Champagne and Baloney: The Rise and Fall of Finley's A's
- First edition
- Author: Tom Clark
- Language: English
- Genre: Nonfiction
- Published: 1976
- Publisher: Harper & Row
- Publication place: United States
- Pages: 432
- ISBN: 0060108320

= Champagne and Baloney =

1976 book by Tom Clark

Champagne and Baloney: The Rise and Fall of Finley's A's is a nonfiction book by poet Tom Clark, published in 1976. It chronicles the ups and downs of Charles O. Finley's Oakland Athletics, who won three World Series, in 1972, 1973, and 1974, before falling apart.

The book includes portraits of players and team affiliates, drawn by the author.
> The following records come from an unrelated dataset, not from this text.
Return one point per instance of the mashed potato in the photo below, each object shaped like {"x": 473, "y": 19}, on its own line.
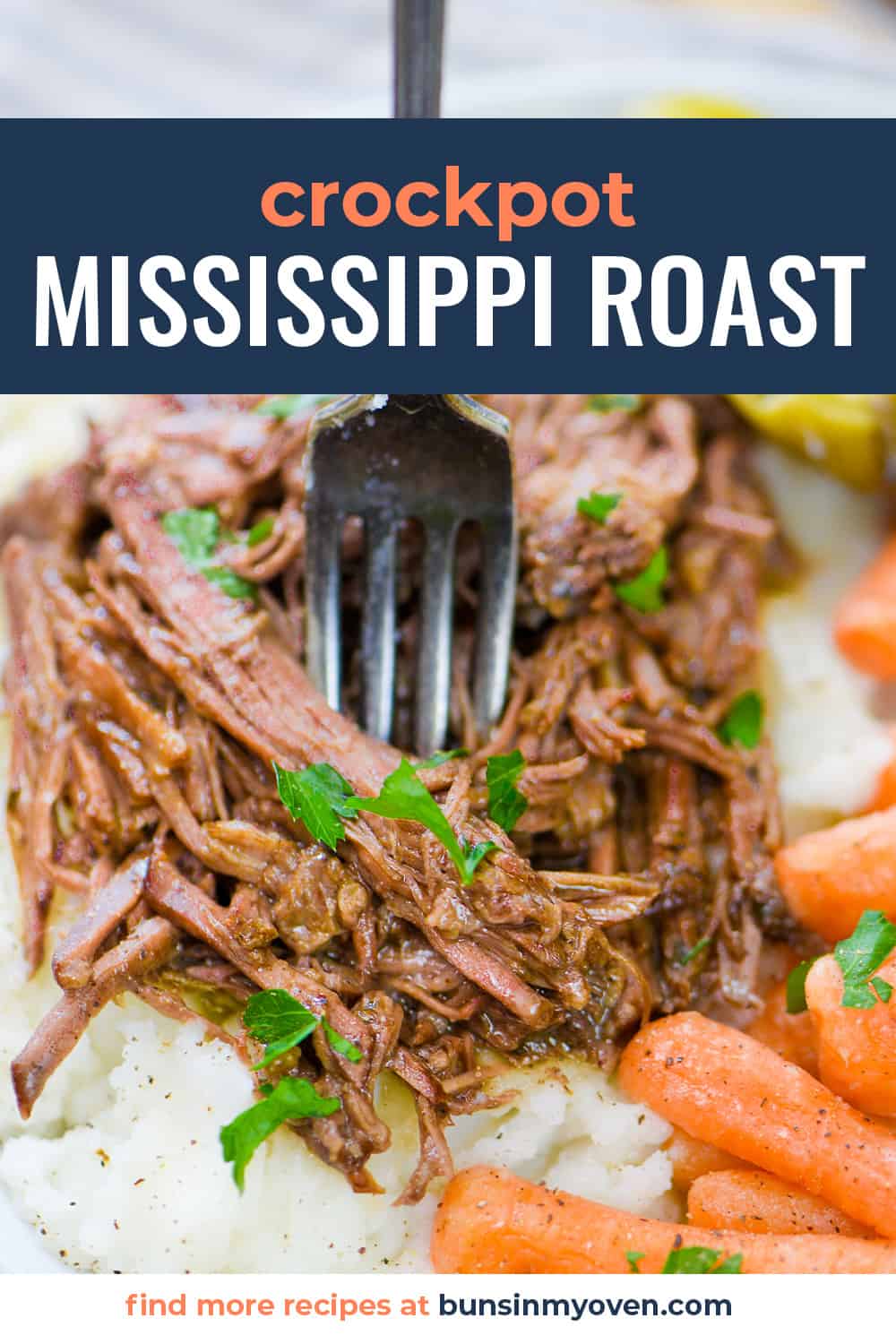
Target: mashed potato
{"x": 120, "y": 1167}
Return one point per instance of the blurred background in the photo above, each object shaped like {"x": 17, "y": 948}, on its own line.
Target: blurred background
{"x": 285, "y": 58}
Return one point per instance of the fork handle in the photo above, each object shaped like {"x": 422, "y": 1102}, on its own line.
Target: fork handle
{"x": 419, "y": 26}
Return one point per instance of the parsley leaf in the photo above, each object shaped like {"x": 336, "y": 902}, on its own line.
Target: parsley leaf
{"x": 860, "y": 956}
{"x": 282, "y": 1023}
{"x": 340, "y": 1045}
{"x": 284, "y": 408}
{"x": 598, "y": 507}
{"x": 403, "y": 797}
{"x": 228, "y": 582}
{"x": 292, "y": 1098}
{"x": 261, "y": 531}
{"x": 505, "y": 801}
{"x": 319, "y": 796}
{"x": 743, "y": 720}
{"x": 645, "y": 590}
{"x": 694, "y": 952}
{"x": 796, "y": 991}
{"x": 614, "y": 402}
{"x": 883, "y": 986}
{"x": 196, "y": 532}
{"x": 700, "y": 1260}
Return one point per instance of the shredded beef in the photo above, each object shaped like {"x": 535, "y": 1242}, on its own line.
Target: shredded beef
{"x": 148, "y": 706}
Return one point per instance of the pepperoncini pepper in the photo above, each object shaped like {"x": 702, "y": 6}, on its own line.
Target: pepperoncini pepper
{"x": 847, "y": 435}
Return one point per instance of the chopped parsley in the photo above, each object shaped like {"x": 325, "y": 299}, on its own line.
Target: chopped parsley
{"x": 860, "y": 956}
{"x": 743, "y": 720}
{"x": 274, "y": 1018}
{"x": 403, "y": 797}
{"x": 505, "y": 801}
{"x": 796, "y": 991}
{"x": 292, "y": 1098}
{"x": 691, "y": 1260}
{"x": 285, "y": 408}
{"x": 645, "y": 590}
{"x": 700, "y": 1260}
{"x": 598, "y": 507}
{"x": 319, "y": 796}
{"x": 688, "y": 956}
{"x": 196, "y": 532}
{"x": 614, "y": 402}
{"x": 261, "y": 531}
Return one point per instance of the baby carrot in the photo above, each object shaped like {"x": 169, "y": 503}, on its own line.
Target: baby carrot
{"x": 755, "y": 1202}
{"x": 831, "y": 876}
{"x": 790, "y": 1035}
{"x": 728, "y": 1089}
{"x": 856, "y": 1046}
{"x": 492, "y": 1222}
{"x": 866, "y": 623}
{"x": 692, "y": 1159}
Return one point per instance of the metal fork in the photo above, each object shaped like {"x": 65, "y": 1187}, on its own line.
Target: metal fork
{"x": 438, "y": 459}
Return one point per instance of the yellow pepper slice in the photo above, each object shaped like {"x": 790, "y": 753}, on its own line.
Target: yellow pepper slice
{"x": 847, "y": 435}
{"x": 691, "y": 105}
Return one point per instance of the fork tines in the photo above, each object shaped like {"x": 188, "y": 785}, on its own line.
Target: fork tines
{"x": 441, "y": 460}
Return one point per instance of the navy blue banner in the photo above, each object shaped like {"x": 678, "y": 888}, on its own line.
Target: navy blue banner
{"x": 540, "y": 255}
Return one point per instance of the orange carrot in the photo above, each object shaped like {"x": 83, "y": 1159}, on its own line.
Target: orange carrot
{"x": 856, "y": 1046}
{"x": 790, "y": 1035}
{"x": 885, "y": 788}
{"x": 692, "y": 1159}
{"x": 492, "y": 1222}
{"x": 866, "y": 623}
{"x": 755, "y": 1202}
{"x": 831, "y": 876}
{"x": 728, "y": 1089}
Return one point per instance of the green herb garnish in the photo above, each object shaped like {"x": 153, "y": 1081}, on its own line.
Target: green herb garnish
{"x": 196, "y": 532}
{"x": 292, "y": 1098}
{"x": 691, "y": 1260}
{"x": 860, "y": 956}
{"x": 274, "y": 1018}
{"x": 700, "y": 1260}
{"x": 614, "y": 402}
{"x": 284, "y": 408}
{"x": 796, "y": 991}
{"x": 403, "y": 797}
{"x": 645, "y": 591}
{"x": 319, "y": 796}
{"x": 743, "y": 720}
{"x": 598, "y": 507}
{"x": 260, "y": 531}
{"x": 694, "y": 952}
{"x": 505, "y": 801}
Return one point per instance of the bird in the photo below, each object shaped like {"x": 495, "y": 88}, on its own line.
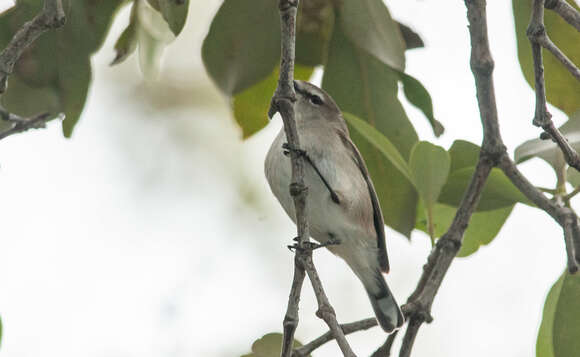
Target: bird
{"x": 343, "y": 210}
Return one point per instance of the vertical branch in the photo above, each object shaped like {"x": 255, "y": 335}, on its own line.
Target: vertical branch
{"x": 283, "y": 102}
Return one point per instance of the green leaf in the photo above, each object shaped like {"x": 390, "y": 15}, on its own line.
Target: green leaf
{"x": 368, "y": 24}
{"x": 367, "y": 88}
{"x": 429, "y": 167}
{"x": 417, "y": 95}
{"x": 380, "y": 142}
{"x": 175, "y": 13}
{"x": 573, "y": 176}
{"x": 242, "y": 46}
{"x": 410, "y": 37}
{"x": 547, "y": 149}
{"x": 498, "y": 192}
{"x": 313, "y": 31}
{"x": 463, "y": 154}
{"x": 55, "y": 73}
{"x": 483, "y": 226}
{"x": 269, "y": 346}
{"x": 389, "y": 173}
{"x": 559, "y": 334}
{"x": 251, "y": 106}
{"x": 562, "y": 88}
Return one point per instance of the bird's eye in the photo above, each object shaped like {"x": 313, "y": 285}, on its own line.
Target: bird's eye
{"x": 314, "y": 99}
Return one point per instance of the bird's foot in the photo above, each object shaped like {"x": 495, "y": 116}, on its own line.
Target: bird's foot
{"x": 289, "y": 148}
{"x": 311, "y": 246}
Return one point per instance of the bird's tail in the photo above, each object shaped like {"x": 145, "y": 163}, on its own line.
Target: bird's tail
{"x": 386, "y": 309}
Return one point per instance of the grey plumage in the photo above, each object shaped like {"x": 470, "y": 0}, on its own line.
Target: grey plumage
{"x": 356, "y": 222}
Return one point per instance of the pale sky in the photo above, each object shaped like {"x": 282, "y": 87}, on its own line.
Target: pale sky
{"x": 152, "y": 232}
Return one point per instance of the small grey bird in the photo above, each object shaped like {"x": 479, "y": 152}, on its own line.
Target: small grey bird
{"x": 343, "y": 209}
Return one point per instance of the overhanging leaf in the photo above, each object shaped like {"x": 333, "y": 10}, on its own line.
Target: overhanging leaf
{"x": 368, "y": 24}
{"x": 367, "y": 88}
{"x": 396, "y": 193}
{"x": 562, "y": 89}
{"x": 175, "y": 13}
{"x": 417, "y": 95}
{"x": 483, "y": 226}
{"x": 498, "y": 192}
{"x": 250, "y": 107}
{"x": 242, "y": 47}
{"x": 559, "y": 334}
{"x": 269, "y": 346}
{"x": 429, "y": 167}
{"x": 57, "y": 65}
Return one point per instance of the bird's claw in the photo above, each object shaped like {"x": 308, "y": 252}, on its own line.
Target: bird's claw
{"x": 288, "y": 148}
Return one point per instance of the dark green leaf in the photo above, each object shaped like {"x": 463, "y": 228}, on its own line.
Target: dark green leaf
{"x": 313, "y": 30}
{"x": 175, "y": 13}
{"x": 573, "y": 176}
{"x": 549, "y": 150}
{"x": 483, "y": 226}
{"x": 242, "y": 46}
{"x": 562, "y": 89}
{"x": 498, "y": 192}
{"x": 410, "y": 37}
{"x": 269, "y": 346}
{"x": 559, "y": 334}
{"x": 251, "y": 106}
{"x": 368, "y": 24}
{"x": 463, "y": 154}
{"x": 127, "y": 42}
{"x": 417, "y": 95}
{"x": 54, "y": 74}
{"x": 380, "y": 142}
{"x": 395, "y": 192}
{"x": 367, "y": 88}
{"x": 429, "y": 167}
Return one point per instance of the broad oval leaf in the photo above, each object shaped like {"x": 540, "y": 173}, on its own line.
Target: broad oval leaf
{"x": 463, "y": 154}
{"x": 269, "y": 346}
{"x": 498, "y": 192}
{"x": 368, "y": 24}
{"x": 242, "y": 46}
{"x": 62, "y": 77}
{"x": 562, "y": 89}
{"x": 559, "y": 334}
{"x": 429, "y": 167}
{"x": 389, "y": 173}
{"x": 251, "y": 106}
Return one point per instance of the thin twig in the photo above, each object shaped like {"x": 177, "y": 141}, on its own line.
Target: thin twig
{"x": 565, "y": 10}
{"x": 19, "y": 124}
{"x": 385, "y": 349}
{"x": 52, "y": 16}
{"x": 283, "y": 102}
{"x": 538, "y": 38}
{"x": 346, "y": 329}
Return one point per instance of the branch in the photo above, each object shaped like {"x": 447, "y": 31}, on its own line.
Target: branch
{"x": 20, "y": 124}
{"x": 346, "y": 329}
{"x": 565, "y": 10}
{"x": 538, "y": 38}
{"x": 283, "y": 102}
{"x": 51, "y": 17}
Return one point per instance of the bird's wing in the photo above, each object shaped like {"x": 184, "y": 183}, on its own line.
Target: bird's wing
{"x": 377, "y": 213}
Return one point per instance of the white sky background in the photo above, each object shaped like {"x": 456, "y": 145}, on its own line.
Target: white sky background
{"x": 152, "y": 232}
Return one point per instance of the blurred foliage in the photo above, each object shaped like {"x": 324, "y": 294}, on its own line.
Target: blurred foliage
{"x": 269, "y": 346}
{"x": 562, "y": 89}
{"x": 559, "y": 334}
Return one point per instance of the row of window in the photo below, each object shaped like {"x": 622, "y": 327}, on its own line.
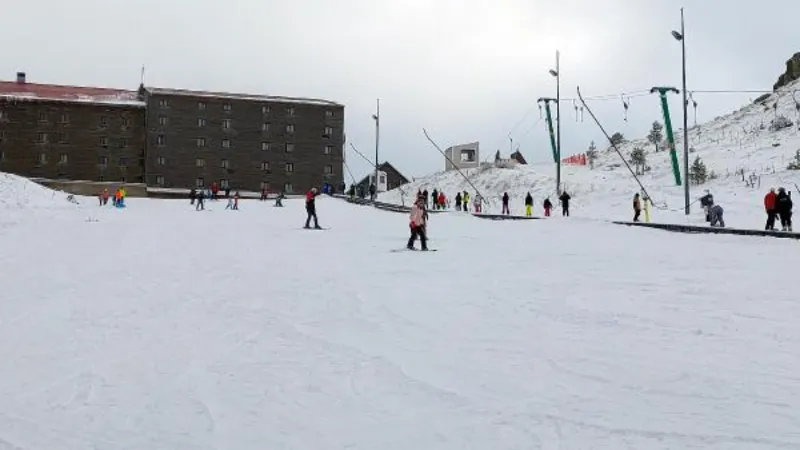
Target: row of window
{"x": 227, "y": 107}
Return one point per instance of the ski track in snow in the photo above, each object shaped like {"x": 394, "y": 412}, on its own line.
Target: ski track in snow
{"x": 162, "y": 328}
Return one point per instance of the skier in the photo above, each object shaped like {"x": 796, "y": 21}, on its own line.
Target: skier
{"x": 707, "y": 201}
{"x": 529, "y": 205}
{"x": 547, "y": 207}
{"x": 417, "y": 223}
{"x": 770, "y": 203}
{"x": 311, "y": 208}
{"x": 564, "y": 198}
{"x": 783, "y": 204}
{"x": 715, "y": 214}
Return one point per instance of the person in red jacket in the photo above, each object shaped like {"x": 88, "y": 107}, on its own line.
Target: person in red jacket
{"x": 770, "y": 206}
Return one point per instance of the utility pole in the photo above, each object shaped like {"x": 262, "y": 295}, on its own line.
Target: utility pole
{"x": 681, "y": 36}
{"x": 557, "y": 73}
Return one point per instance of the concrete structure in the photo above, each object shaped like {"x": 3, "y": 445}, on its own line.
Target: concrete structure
{"x": 465, "y": 156}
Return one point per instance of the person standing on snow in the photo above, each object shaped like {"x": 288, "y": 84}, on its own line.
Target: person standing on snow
{"x": 770, "y": 205}
{"x": 783, "y": 204}
{"x": 564, "y": 198}
{"x": 311, "y": 208}
{"x": 417, "y": 223}
{"x": 529, "y": 205}
{"x": 637, "y": 207}
{"x": 547, "y": 207}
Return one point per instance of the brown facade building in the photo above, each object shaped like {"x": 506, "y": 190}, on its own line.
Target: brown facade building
{"x": 74, "y": 133}
{"x": 170, "y": 138}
Champagne and Baloney was one of many baseball books written by Clark.

==Critical reception==
The book earned mostly strong reviews. The New York Times wrote that "Mr. Clark puts the mess that Finley has made into narrative order. Then there is Mr. Clark's rollicking present-tense narrative, which is so breezy that it's gusty." Kirkus Reviews opined that "Clark has plenty of wit and sarcasm to unloose on Finley's 'preternatural talent for antagonizing people.'" Journal of Sport History called it "a highly readable narrative" and thought that it was better than Herb Michelson's then-recent The Mustache Gang. Ron Padgett, in The Poetry Project Newsletter, declared that the book "is an eminently likeable and occasionally brilliant quick read. On the surface a detailed account of the Oakland Athletics, it is also an exposition of the author's affection for baseball and writing." A dissenter, Greil Marcus, writing for Rolling Stone, thought that the book worked best as a play-by-play analysis of the team.